Anfang Juli hatte das Land kaum die Hälfte der geplanten Anmeldungen erreicht. Die Zahlen sprechen für sich. Rund 195,000 Personen haben Verträge unterzeichnet, womit das Ziel von 204,500 verfehlt wurde.
Laut dem ukrainischen Auslandsgeheimdienst, zitiert von United24Media, ziehen Rekrutierer täglich etwa 1,070 Personen an. Das ist ein starker Rückgang. In den letzten zwei Jahren lag die Tagesrate konstant bei 1,200.
Anforderungen senken
Verzweiflung führt zu Kompromissen bei den Standards. Russische Rekrutierer haben die medizinischen und physischen Anforderungen für neue Kandidaten gelockert, um das Netz zu erweitern.
Sie brauchen schnell Personal.

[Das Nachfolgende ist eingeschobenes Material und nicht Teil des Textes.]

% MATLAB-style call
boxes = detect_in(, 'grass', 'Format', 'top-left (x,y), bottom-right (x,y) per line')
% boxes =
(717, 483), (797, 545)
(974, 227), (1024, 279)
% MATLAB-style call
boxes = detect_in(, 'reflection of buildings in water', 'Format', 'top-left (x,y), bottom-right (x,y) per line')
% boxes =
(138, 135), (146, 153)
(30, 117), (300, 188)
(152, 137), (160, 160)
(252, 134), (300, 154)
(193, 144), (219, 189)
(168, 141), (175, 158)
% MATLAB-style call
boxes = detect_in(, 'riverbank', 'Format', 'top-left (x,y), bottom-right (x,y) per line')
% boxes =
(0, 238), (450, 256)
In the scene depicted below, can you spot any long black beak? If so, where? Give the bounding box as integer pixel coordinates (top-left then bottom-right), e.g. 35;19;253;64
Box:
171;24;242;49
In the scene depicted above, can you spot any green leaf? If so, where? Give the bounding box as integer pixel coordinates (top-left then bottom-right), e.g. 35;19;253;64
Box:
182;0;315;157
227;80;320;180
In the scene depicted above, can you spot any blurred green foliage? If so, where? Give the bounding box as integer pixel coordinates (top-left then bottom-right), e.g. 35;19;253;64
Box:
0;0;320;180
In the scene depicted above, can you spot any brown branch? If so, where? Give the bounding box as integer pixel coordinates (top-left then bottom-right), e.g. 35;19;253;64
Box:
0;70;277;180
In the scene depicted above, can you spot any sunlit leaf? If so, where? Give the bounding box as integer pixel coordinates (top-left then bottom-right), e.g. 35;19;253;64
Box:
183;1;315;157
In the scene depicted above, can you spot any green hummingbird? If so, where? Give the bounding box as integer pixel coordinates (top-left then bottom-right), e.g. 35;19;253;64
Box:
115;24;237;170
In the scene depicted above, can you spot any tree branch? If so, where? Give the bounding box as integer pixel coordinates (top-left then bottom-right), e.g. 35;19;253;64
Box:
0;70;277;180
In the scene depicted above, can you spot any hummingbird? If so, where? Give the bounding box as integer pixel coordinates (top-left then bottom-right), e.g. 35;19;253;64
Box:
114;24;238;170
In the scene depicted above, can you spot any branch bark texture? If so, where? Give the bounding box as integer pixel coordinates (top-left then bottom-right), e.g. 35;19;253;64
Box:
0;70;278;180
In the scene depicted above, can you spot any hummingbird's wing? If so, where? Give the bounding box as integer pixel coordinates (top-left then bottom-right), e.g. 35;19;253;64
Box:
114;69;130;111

Diese gesenkten Anforderungen helfen ihnen, Männer schnell zu bearbeiten und an die Front zu schicken.
Und die Frontlinien verbrauchen Soldaten in hohem Tempo. Der ukrainische Geheimdienst meldete massive Verluste. Fast 196,700 russische Truppen wurden in der ersten Jahreshälfte als Verluste aufgeführt.
Diese erschreckende Zahl umfasst über 115,000 dauerhafte Verluste. Zu diesem Zeitpunkt gleicht die Armee die Verluste im Grunde kaum aus. Neue Rekruten ersetzen die Gefallenen kaum.
Andernorts suchen
Da der Hauptpool schrumpft, sucht Moskau andernorts. Rekrutierer üben nun starken Druck auf indigene Bevölkerungsgruppen aus, insbesondere in Baschkortostan und Tatarstan.
Sie planen auch, 7,900 Personen aus besetzten ukrainischen Gebieten einzuziehen. Dieser Schritt verstößt direkt gegen internationales Recht.
Ausländische Wanderarbeiter geraten in die Falle. Die Regierung hofft, 18,500 ausländische Rekruten mit Versprechungen auf anständige zivile Arbeitsplätze zu locken.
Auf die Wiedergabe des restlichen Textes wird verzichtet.